Chain of Memories allows you to perform a quick save as long as you’re on the world map. This allows you to save your gave at any point and quickly resume playing without having to start up from a previous save point. In essence, it functions similarly to the sleep function of the GBA but there’s one notable difference, it actually saves the game to memory. This means that you can do a quick save, pull out the cartridge to play another game and still come back to your previous save point. With the sleep function you’re unable to play other games and must keep the cartridge in the system. Also, the quick save is especially functional in the off chance that you find yourself running low on battery. Even if the battery on the system dies you’ll be able to continue your game from the last quick save point.The game opens with a full rendered video that continues upon the end of the first Kingdom Hearts
. Even though the video lacks spoken dialogue, I have to admit that it’s one of the most impressive things I’ve seen on the GBA. It’s amazingly crisp and there are no corruption or compression issues to speak of. Throughout the course of the game you’ll be treated to minor sprinkles of FMV that fits in well with the game without taking you out of the world. Speaking of the world, this game looks gorgeous, and the Final Fantasy characters that appear in the game are so detailed that we wonder why Square has decided to port one of its new-age classics to the GBA. All of the characters that you encounter, both from the Disney and Square side, look excellent and are instantly recognizable.
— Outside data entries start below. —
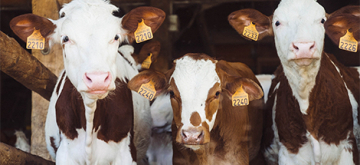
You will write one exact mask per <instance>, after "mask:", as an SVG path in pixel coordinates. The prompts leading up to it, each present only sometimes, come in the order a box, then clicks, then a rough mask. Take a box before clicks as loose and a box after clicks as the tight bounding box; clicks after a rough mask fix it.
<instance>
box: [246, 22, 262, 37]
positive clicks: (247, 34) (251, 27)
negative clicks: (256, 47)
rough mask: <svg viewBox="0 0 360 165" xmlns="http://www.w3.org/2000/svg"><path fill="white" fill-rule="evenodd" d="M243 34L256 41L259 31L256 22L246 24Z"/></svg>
mask: <svg viewBox="0 0 360 165" xmlns="http://www.w3.org/2000/svg"><path fill="white" fill-rule="evenodd" d="M243 36H245V37H246V38H249V39H252V40H254V41H257V40H258V37H259V32H258V31H257V30H256V27H255V23H254V22H251V23H250V25H249V26H245V28H244V31H243Z"/></svg>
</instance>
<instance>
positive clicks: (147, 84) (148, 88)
mask: <svg viewBox="0 0 360 165" xmlns="http://www.w3.org/2000/svg"><path fill="white" fill-rule="evenodd" d="M138 93H139V94H140V95H141V96H143V97H145V98H146V99H148V100H150V101H151V100H153V99H154V97H155V94H156V90H155V87H154V82H152V81H151V80H150V81H149V82H148V83H146V84H142V85H141V86H140V88H139V91H138Z"/></svg>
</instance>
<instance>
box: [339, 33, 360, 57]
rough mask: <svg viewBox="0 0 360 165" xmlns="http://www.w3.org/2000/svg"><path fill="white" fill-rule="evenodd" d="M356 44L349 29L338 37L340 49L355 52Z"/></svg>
mask: <svg viewBox="0 0 360 165" xmlns="http://www.w3.org/2000/svg"><path fill="white" fill-rule="evenodd" d="M357 45H358V42H357V41H356V39H355V38H354V36H353V34H352V33H351V32H349V30H347V31H346V34H345V35H344V36H342V37H341V38H340V42H339V48H340V49H343V50H346V51H350V52H357Z"/></svg>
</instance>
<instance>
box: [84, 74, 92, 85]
mask: <svg viewBox="0 0 360 165" xmlns="http://www.w3.org/2000/svg"><path fill="white" fill-rule="evenodd" d="M85 78H86V79H87V80H88V81H89V82H90V83H91V82H92V80H91V78H90V77H89V76H87V74H86V73H85Z"/></svg>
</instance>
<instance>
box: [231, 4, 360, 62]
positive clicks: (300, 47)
mask: <svg viewBox="0 0 360 165" xmlns="http://www.w3.org/2000/svg"><path fill="white" fill-rule="evenodd" d="M345 8H349V7H345ZM350 8H352V9H351V11H352V12H349V11H348V10H347V9H342V11H340V12H341V13H343V12H344V11H348V13H349V14H347V15H345V16H344V15H343V17H342V18H343V19H348V18H349V17H355V16H354V15H356V14H357V15H358V14H359V12H358V11H359V7H357V9H355V8H354V7H350ZM356 11H357V12H356ZM336 15H338V14H336ZM326 16H327V14H326V13H325V10H324V8H323V7H322V6H321V5H320V4H318V3H317V2H316V1H315V0H302V1H297V0H282V1H281V2H280V4H279V6H278V7H277V8H276V10H275V11H274V13H273V15H272V16H270V17H267V16H265V15H263V14H261V13H260V12H259V11H256V10H254V9H243V10H239V11H235V12H233V13H231V14H230V15H229V17H228V20H229V22H230V24H231V25H232V26H233V27H234V28H235V29H236V30H237V31H238V32H239V33H240V34H242V32H243V30H244V27H245V26H248V25H250V24H251V23H255V26H256V29H257V30H258V32H259V39H262V38H264V37H265V36H271V35H274V38H275V45H276V49H277V53H278V56H279V58H280V60H281V63H282V64H283V65H286V66H290V67H296V66H309V65H310V66H312V65H314V64H316V65H317V64H319V63H320V59H321V55H322V51H323V45H324V36H325V28H324V24H325V22H327V21H326V20H327V17H326ZM328 16H330V17H329V19H331V17H332V16H331V15H328ZM334 16H335V15H334ZM351 19H352V20H353V21H350V22H352V23H348V22H347V21H343V23H342V24H341V25H339V24H337V23H335V22H329V23H327V24H328V25H327V26H330V24H331V25H335V26H336V27H335V28H333V30H334V31H335V32H333V34H331V35H330V37H331V38H333V37H334V38H336V39H337V41H338V39H339V38H340V37H341V36H343V35H344V34H345V33H346V30H347V29H349V28H353V30H354V31H356V30H357V31H358V29H359V19H357V24H356V23H354V21H355V19H353V18H351ZM355 22H356V21H355ZM345 24H346V25H345ZM345 28H347V29H345ZM328 29H329V30H330V28H328ZM328 29H327V31H328ZM335 29H336V30H335ZM340 31H341V32H340ZM334 33H335V34H334ZM327 34H330V33H327ZM354 34H355V33H354ZM336 35H337V36H336ZM356 35H359V32H357V34H356ZM355 38H359V36H357V37H355ZM336 39H333V40H334V41H335V40H336ZM336 44H338V43H336Z"/></svg>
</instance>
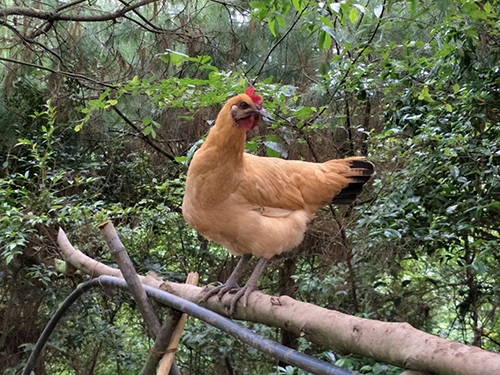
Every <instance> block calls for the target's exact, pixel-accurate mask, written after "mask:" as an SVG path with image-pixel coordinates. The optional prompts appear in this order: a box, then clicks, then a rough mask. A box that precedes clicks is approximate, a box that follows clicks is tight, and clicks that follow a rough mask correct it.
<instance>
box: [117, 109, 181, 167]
mask: <svg viewBox="0 0 500 375" xmlns="http://www.w3.org/2000/svg"><path fill="white" fill-rule="evenodd" d="M112 108H113V110H114V111H115V112H116V114H117V115H118V116H120V117H121V118H122V120H123V121H125V122H126V123H127V124H128V125H129V126H130V127H131V128H132V129H134V130H135V131H136V132H137V134H139V136H140V137H141V139H142V140H143V141H144V142H146V143H147V144H148V145H150V146H151V147H152V148H153V149H155V150H156V151H158V152H159V153H160V154H162V155H163V156H166V157H167V159H169V160H170V161H171V162H172V163H174V164H179V162H178V161H177V160H175V157H174V156H173V155H170V154H169V153H168V152H166V151H165V150H163V149H161V148H160V147H158V146H157V145H156V144H155V143H154V142H153V141H152V140H151V139H149V137H148V136H146V135H144V134H143V133H142V132H141V130H140V129H139V128H138V127H137V126H135V124H134V123H133V122H132V121H130V119H129V118H128V117H127V116H125V115H124V114H123V112H122V111H120V110H119V109H118V108H116V106H112Z"/></svg>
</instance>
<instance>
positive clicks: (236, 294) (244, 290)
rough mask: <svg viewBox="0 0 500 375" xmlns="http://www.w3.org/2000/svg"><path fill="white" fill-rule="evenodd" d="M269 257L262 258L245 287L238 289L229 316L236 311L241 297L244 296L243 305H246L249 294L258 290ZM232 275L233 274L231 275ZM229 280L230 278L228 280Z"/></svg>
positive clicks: (245, 305)
mask: <svg viewBox="0 0 500 375" xmlns="http://www.w3.org/2000/svg"><path fill="white" fill-rule="evenodd" d="M267 261H268V260H267V259H264V258H260V259H259V262H258V263H257V265H256V266H255V269H254V270H253V272H252V275H251V276H250V278H249V279H248V281H247V283H246V284H245V286H244V287H243V288H241V289H240V290H238V292H237V293H236V294H235V295H234V296H233V298H232V299H231V306H230V308H229V316H231V317H232V316H233V315H234V312H235V311H236V304H237V303H238V301H239V300H240V298H241V297H243V306H244V307H246V306H247V303H248V296H249V295H250V294H251V293H252V292H253V291H255V290H258V288H257V281H258V280H259V277H260V275H261V274H262V271H264V268H265V267H266V264H267ZM231 276H232V275H231ZM228 281H229V280H228Z"/></svg>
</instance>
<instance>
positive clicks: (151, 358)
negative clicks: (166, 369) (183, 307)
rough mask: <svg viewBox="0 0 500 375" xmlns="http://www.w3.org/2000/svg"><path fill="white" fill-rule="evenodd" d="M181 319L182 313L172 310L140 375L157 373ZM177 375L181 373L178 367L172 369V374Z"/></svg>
mask: <svg viewBox="0 0 500 375" xmlns="http://www.w3.org/2000/svg"><path fill="white" fill-rule="evenodd" d="M181 317H182V313H181V312H180V311H177V310H174V309H170V311H169V313H168V315H167V318H166V319H165V321H164V322H163V326H162V327H161V330H160V331H159V334H158V337H156V340H155V343H154V344H153V347H152V348H151V349H150V350H149V356H148V359H147V360H146V362H145V363H144V366H143V367H142V370H141V372H140V373H139V375H149V374H154V373H155V371H156V367H157V366H158V363H159V362H160V359H161V358H162V356H163V355H164V354H165V353H166V348H167V347H168V344H169V342H170V341H172V337H173V334H174V331H175V328H176V327H177V325H178V324H179V321H180V320H181ZM177 373H179V369H178V368H177V367H176V366H174V367H172V370H171V371H170V374H171V375H173V374H177Z"/></svg>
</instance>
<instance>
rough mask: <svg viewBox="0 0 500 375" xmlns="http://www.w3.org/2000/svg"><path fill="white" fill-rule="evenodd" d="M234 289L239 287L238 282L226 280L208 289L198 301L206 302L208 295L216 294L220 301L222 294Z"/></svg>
mask: <svg viewBox="0 0 500 375" xmlns="http://www.w3.org/2000/svg"><path fill="white" fill-rule="evenodd" d="M234 289H241V288H240V286H239V285H238V283H236V282H229V280H227V281H226V282H225V283H224V284H222V285H219V286H216V287H215V288H212V289H210V290H209V291H208V292H207V293H206V294H205V295H204V296H203V298H202V299H201V300H200V303H204V302H207V301H208V300H209V298H210V297H212V296H215V295H217V299H218V300H219V301H220V300H221V299H222V297H223V296H224V294H226V293H228V292H230V291H232V290H234Z"/></svg>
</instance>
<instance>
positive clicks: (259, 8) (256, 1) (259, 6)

Up until now I haven’t encountered a GBA game worth pulling out the headphones for, but Chain of Memories has changed that. It features some superb audio, especially the musical samples that accompany you throughout the game world. I got a nice kick out of hearing “Under the Sea” as I was helping Ariel in Atlantica. All of the conversations appear in text form but there is a wide assortment of digital samples that play during combat. They're generally one liners that signify what's happening, like when Sora yells "Goofy" and Goofy hops onto the screen to do his thing. It's not amazing but the sound quality is definitely solid throughout the entire experience.
I was able to beat the game in around 10 hours but it’s doubtful you’ll want to put the game down that soon. Beating the game once unlocks a special surprise that will make hardcore fans want to play through the game all over again. If that’s not enough, you can hook up with another player and engage in a little bit of one-on-one combat.
It would be fair to call Chain of Memories a rehash of the original KH, but in another respect it would be selling it short as well. Yes, you’re essentially playing through the events of Kingdom Hearts in portable form, but there’s enough content here to make the experience seem new and fresh again. If you’re craving an RPG for your GBA but don’t want something too heavy or serious, you should pick up a copy of Chain of Memories.